CCA-F domain	Weight	Memory-related concepts tested
Domain 1: Agentic Architecture	27%	Sub-agent isolation, hooks, session management
Domain 2: Tool Design and MCP	18%	MCP resources, dynamic context loading, tool descriptions
Domain 4: Prompt Engineering	20%	Summary injection, few-shot for retrieval tasks
Domain 5: Context Management	15%	Compaction, attention degradation, stale context

Our concept library at /concepts covers 174 atomic concepts mapped to all five domains and 30 task statements. The context management and agentic architecture clusters are the most directly relevant to memory tool design.

Agents should request only necessary permissions, avoid storing sensitive information beyond immediate needs, prefer reversible over irreversible actions, and err on the side of doing less and confirming with users when uncertain about intended scope.

Anthropic , Claude Documentation (Building effective agents)

That principle applies directly to memory design. An agent that retrieves and stores only what it needs for the current step is safer, cheaper, and easier to debug than one that pre-loads everything it might conceivably need.

The CCA-F exam launched on 12 March 2026 and as of 3 June 2026 has produced over 10,000 certified individuals. The 60-question format tests scenario judgement, not recall, which means understanding the trade-offs between memory strategies matters more than memorising their names.

Frequently asked questions

What is the claude memory tool in the context of the CCA-F exam?

On the CCA-F exam, the claude memory tool refers to the full family of context engineering patterns: in-context compaction, external retrieval (RAG), summarised session injection, and sub-agent isolation. The exam tests when to apply each pattern, not just whether you know the term. Domain 5 (Context Management, 15%) and Domain 1 (Agentic Architecture, 27%) carry the most memory-related questions.

How do I implement Head+Tail splitting for a Claude agent?

Head+Tail splitting preserves the system prompt (head) and the most recent N turns (tail) while compressing or discarding the middle. In practice, you maintain a message list, apply a summarisation call to the middle segment when total token count exceeds a threshold, replace the middle messages with the summary, and continue. The threshold is typically set at 70 to 80 percent of the model's context window.

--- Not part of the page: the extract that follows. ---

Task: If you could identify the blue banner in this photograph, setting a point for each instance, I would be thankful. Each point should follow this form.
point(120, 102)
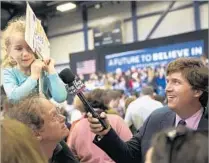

When should I use RAG versus in-context compaction for a Claude agent?

Use in-context compaction when the information fits in the window after compression and does not change between sessions. Use RAG when the corpus is too large to fit even after compaction, when the data changes frequently, or when different queries need different subsets of a large knowledge base. RAG adds retrieval latency but keeps per-call token costs low for large corpora.

Does Claude have built-in persistent memory across sessions?

No. Claude does not persist memory between API sessions by default. Each API call starts with only the messages you provide. Persistent memory requires external infrastructure: a database, vector store, or file system that your application reads from and writes to, then injects into the context at the start of each session via a summary or retrieved chunks.

How do MCP resources differ from MCP tools for memory use cases?

MCP resources are static or slowly-changing content catalogs that the agent can read, similar to files or database tables. MCP tools are callable functions that accept parameters and return dynamic results. For memory use cases, resources suit stable reference data (documentation, policy text) while tools suit dynamic retrieval where query parameters depend on the agent's current reasoning state.

What is the lost-in-the-middle effect and how does it affect Claude agents?

The lost-in-the-middle effect is the empirical finding that language models attend less strongly to tokens positioned in the middle of a long context than to tokens near the start or end. For Claude agents, this means that relevant retrieved chunks placed in the middle of a large context may be effectively ignored. The mitigation is to place the highest-relevance chunks at the edges of the context window.